The convenience of IoT and smart devices attracts us all, however the resilience to being hacked element is often overlooked by creators. Once again, researchers have found ways of setting a house on fire – simply by hacking a smart hair straightener. This time, the vulnerable product is the Glamoriser Bluetooth hair straightener.
Hacking Smart Hair Straightener
Researchers from Pen Test Partners have found a way to set fire via a smart device. This time, they have experimented with the Glamoriser smart hair straightener. As reported, an adversary can break into the device mechanism and take control of the product.
As stated in their blog post, Glamoriser hair straighteners have an obvious flaw that allows anyone to connect with the device via Bluetooth. This can let a perpetrator alter the hair straightener’s temperature. If too high, the device can burst into flames.
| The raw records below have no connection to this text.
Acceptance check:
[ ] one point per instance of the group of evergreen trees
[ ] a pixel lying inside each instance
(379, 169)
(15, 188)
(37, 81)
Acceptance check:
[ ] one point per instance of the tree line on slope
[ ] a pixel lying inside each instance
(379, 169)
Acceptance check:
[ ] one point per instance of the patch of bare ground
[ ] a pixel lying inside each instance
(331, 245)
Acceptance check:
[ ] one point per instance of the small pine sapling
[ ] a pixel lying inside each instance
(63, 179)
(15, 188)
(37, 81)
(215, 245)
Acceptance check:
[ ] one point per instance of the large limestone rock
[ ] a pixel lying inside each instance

The product comes with a simple smartphone application that controls the device settings. Upon decompiling the APK, the researchers found that the device logs every activity. A potential attacker can also learn how the BLE commands are sent. Digging further can even enable the attacker to send commands to the straighteners. The researchers have shared technical details about this phenomenon in their blog post.
What’s more troublesome is that the device allows any Bluetooth connection without authentication when turned on. As stated in their blog,
There is no auth on the BLE communications between the device and the phone. Data can be sent to the device at any time as long as it is turned on (via the mains power socket).
The researchers could easily send commands to the device to change temperature and settings.
Device Remains Vulnerable To Low Probability, High Severity Attacks
According to the researchers, the hair straightener accept Bluetooth connections from any device without authentication. The makers have applied no verification means to authenticate a connection. Thus, anyone within the Bluetooth range can meddle with the app.
As there is no pairing or bonding established over BLE when connecting a phone, anyone in range with the app can take control of the straighteners.
This could have been avoided had the devices had some apparent security measures.
This attack requires the hacker to be within Bluetooth range, but it would have been so easy for the manufacturer to include a pairing/bonding function to prevent this. Something as simple as a button to push to put the straighteners in pairing mode would have solved it.
The device implies certain fundamental settings to avoid obvious damage, such as no response to temperature changes below 50 °C or above 235 °C, or a mandatory sleep after 20 mins. However, a perpetrator can meddle with the settings to change these settings to the maximum allowed values.
Furthermore, the device only allows accepting one phone connection at a time. However, according to the researcher, many customers of these hair straighteners never connect a phone to the product. Thus, their devices remain vulnerable to hacking attacks.
For now, there seems no viable security measure to avoid the problem altogether. The entire responsibility lies on the users to remain careful.